BTW, something to add to this thread. I believe haproxies default tcp health check is a connection check. see https://www.haproxy.com/documentation/aloha/7-0/traffic-management/lb-layer7/health-checks/ "Checking a TCP Port" -> "The check is valid when the server answers with a SYN/ACK packet."

I might be wrong but the conclusion from this is:

  1. Hectors haproxy config doesn't make sense because there is no "expect" when using a TCP port check. All its checking is the monitor is up, not if its returning "ok". We will test this and report back.

  2. You might not need five.z2monitor at all. Connecting directly to the zopes http port with a tcp-check might tell you enough. It will succeed at least when the zserver threads are all busy which is a plus. Not sure what it will do if the db is disconnected though.

ok, further on it says in the docs it says "option tcp-check: Enables and allows tcp-check comment, connect/ send/ send-binary / expect sequences" so "expect" should work for tcp_check.
However point 2 still stands, you can get a decent LB behaviour just using the tcp port check on the normal zope server.

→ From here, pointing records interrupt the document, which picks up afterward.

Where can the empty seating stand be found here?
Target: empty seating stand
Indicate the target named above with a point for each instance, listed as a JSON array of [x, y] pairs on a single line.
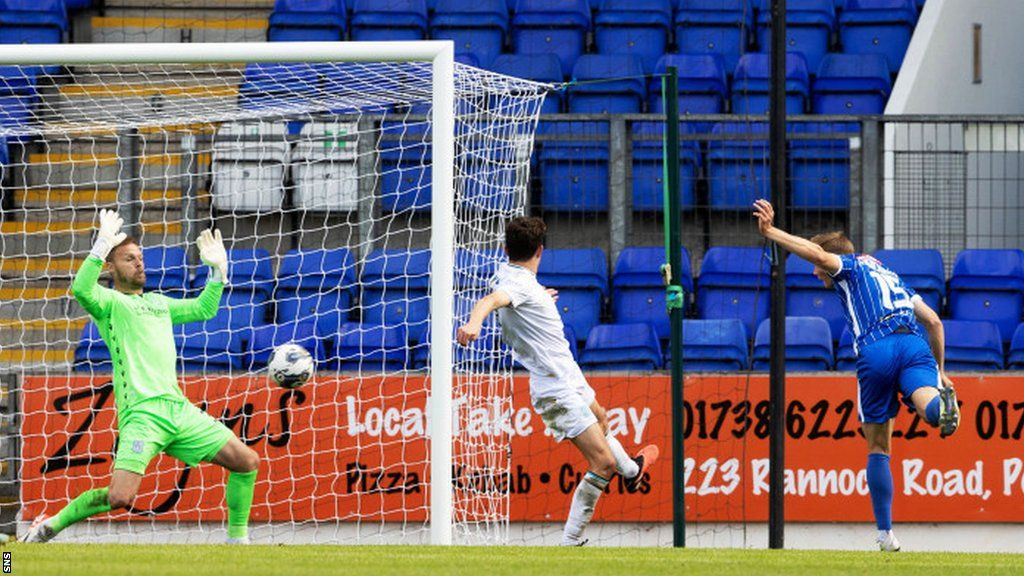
[[622, 346], [808, 344], [581, 276], [921, 270], [296, 21], [972, 345]]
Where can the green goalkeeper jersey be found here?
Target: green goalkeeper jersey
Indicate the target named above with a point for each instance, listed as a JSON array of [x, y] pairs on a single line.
[[137, 331]]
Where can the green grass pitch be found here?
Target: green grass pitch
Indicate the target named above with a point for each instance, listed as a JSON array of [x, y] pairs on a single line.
[[111, 560]]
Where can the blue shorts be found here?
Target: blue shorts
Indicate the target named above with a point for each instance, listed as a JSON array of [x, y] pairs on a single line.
[[898, 363]]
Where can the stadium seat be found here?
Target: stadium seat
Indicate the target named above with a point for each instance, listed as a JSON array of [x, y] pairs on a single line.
[[622, 346], [91, 354], [737, 166], [718, 27], [714, 345], [296, 21], [166, 270], [733, 283], [752, 84], [846, 358], [988, 285], [638, 290], [819, 169], [851, 84], [313, 282], [648, 167], [573, 172], [808, 344], [476, 27], [265, 338], [806, 295], [972, 345], [394, 288], [634, 27], [1016, 360], [540, 68], [555, 27], [608, 84], [393, 19], [581, 276], [33, 22], [809, 28], [704, 87], [921, 270], [879, 27]]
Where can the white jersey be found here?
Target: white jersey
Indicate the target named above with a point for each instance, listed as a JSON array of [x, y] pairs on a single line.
[[534, 329]]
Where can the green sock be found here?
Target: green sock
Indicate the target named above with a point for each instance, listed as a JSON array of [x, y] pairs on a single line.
[[240, 498], [87, 503]]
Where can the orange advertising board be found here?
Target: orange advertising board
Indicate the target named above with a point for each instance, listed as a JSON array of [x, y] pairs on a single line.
[[351, 448]]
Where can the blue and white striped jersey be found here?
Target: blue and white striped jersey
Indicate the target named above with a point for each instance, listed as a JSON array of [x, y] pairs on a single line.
[[875, 299]]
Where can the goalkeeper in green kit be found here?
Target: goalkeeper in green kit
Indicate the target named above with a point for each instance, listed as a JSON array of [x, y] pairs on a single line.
[[154, 414]]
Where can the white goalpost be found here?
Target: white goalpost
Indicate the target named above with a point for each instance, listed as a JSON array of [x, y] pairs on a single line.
[[331, 167]]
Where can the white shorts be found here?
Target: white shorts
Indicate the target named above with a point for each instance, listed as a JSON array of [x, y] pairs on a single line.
[[565, 407]]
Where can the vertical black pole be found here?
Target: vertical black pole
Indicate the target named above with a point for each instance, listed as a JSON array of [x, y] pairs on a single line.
[[776, 446], [675, 312]]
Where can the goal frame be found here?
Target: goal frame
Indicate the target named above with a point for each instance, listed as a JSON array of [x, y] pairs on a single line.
[[441, 55]]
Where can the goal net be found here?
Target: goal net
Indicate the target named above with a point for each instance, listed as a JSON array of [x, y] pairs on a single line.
[[361, 221]]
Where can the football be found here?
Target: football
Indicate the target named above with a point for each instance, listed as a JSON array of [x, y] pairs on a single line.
[[290, 366]]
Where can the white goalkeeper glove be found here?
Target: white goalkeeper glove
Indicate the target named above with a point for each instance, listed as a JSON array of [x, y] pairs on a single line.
[[211, 251], [110, 234]]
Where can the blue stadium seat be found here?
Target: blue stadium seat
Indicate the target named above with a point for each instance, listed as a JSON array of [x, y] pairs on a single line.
[[555, 27], [609, 84], [166, 270], [476, 27], [733, 283], [638, 291], [648, 167], [1016, 360], [851, 84], [806, 295], [573, 172], [714, 345], [879, 27], [581, 276], [737, 168], [819, 169], [702, 84], [718, 27], [921, 270], [33, 22], [622, 346], [313, 282], [846, 358], [296, 21], [393, 19], [91, 354], [809, 27], [394, 288], [265, 338], [634, 27], [808, 344], [988, 285], [752, 84], [540, 68], [973, 345]]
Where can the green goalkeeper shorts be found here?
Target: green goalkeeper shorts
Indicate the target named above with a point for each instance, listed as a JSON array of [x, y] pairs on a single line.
[[175, 427]]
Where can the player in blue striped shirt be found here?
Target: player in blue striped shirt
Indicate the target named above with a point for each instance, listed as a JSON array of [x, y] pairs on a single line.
[[894, 357]]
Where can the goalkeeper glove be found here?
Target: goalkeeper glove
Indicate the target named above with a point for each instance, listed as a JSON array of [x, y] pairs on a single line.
[[110, 234], [211, 251]]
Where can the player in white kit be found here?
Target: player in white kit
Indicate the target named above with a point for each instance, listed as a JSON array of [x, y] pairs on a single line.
[[531, 326]]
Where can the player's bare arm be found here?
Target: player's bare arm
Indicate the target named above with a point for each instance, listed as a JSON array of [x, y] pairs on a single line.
[[806, 249]]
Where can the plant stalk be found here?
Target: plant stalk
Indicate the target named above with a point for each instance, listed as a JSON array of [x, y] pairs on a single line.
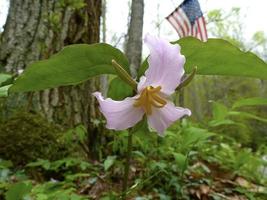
[[127, 166]]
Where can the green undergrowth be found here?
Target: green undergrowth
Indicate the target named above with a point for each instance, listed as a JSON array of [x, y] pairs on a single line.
[[190, 162]]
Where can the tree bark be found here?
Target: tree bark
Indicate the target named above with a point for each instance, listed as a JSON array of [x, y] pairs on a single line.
[[135, 32], [37, 29]]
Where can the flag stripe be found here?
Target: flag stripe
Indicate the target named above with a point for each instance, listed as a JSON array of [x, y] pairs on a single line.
[[179, 22], [188, 20]]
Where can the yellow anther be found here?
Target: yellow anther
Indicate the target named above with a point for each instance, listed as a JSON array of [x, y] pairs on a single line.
[[149, 97]]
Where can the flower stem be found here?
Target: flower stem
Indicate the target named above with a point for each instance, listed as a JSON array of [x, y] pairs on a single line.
[[127, 166]]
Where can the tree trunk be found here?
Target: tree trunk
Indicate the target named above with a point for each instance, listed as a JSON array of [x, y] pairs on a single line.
[[37, 29], [135, 32]]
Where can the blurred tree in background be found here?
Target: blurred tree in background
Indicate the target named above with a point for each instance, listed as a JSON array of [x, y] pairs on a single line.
[[35, 30]]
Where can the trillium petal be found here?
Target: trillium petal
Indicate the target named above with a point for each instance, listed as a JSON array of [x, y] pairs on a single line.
[[162, 118], [165, 64], [120, 115]]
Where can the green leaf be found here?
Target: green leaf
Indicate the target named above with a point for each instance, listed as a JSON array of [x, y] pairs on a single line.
[[118, 89], [72, 65], [181, 160], [4, 77], [255, 101], [225, 122], [219, 57], [18, 190], [109, 162], [219, 111], [247, 116], [193, 135]]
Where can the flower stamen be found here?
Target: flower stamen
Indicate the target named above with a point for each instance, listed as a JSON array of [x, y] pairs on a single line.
[[150, 97]]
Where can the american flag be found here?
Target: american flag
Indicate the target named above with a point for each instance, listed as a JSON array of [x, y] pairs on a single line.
[[188, 20]]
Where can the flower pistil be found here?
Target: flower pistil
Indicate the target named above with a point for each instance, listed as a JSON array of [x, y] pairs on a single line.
[[149, 97]]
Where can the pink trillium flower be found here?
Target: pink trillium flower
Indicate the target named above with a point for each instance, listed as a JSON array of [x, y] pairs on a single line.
[[153, 91]]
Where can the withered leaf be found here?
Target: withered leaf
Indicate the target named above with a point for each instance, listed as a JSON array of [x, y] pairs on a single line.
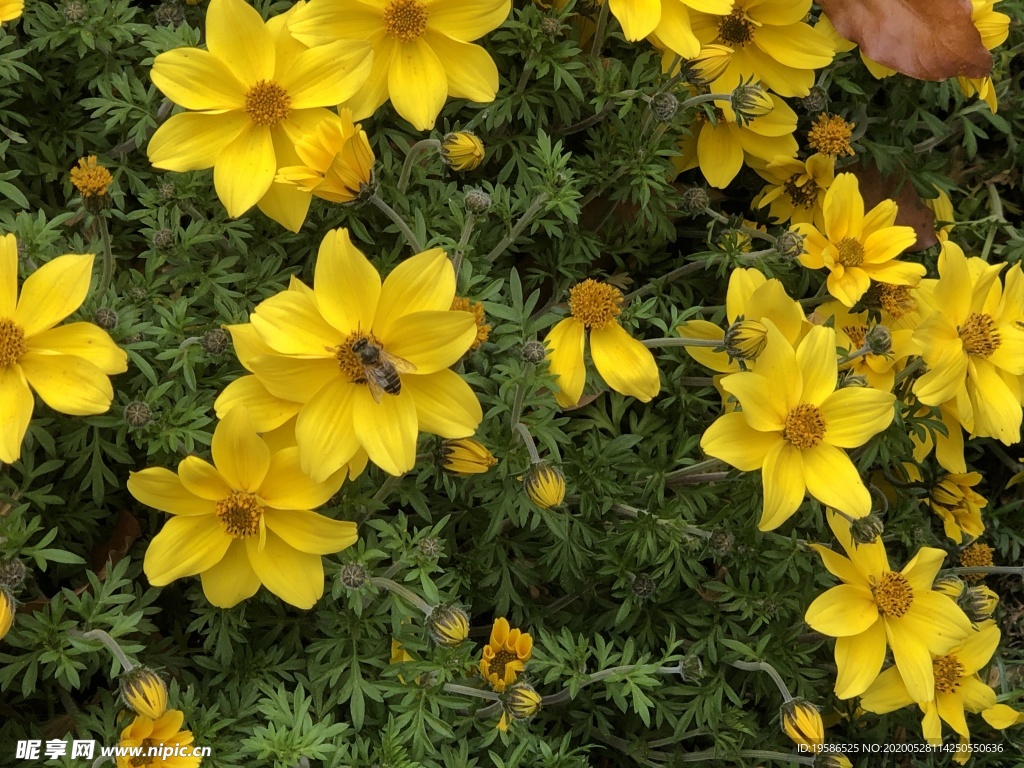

The mistake to avoid is using http_check on the zope http port as that will make the service go down when its busy which isn't what you want.

that's a interesting approach but could be harmful; remember this?

BTW, you're checking the wrong documentation; you must not use Aloha's, but HAProxy open source version:

http://cbonte.github.io/haproxy-dconv/1.8/configuration.html#4-option%20tcp-check

if you are having network connection problems either its going to affect both the monitor and the http port it which case either healthcheck is as good. Or if affects the http port but not the monitor port... then the monitor healthcheck is going to say things a fine when its not instead of potentially rerouting traffic to a healthy server. This is the scenario that worries me the most. If there are cases of unhealthness that the monitor healthcheck don't cover.

@smcmahon Looking at your PR I couldn’t see where you added the monitor into the zope buildout. Hectors original suggestion used custom code because five.z2monitor is not enough by itself. Are you using collective.monitor?

Check the haproxy role changes. I discovered that sending "quit" was adequate to find out if the monitor was up. No custom Zope code needed.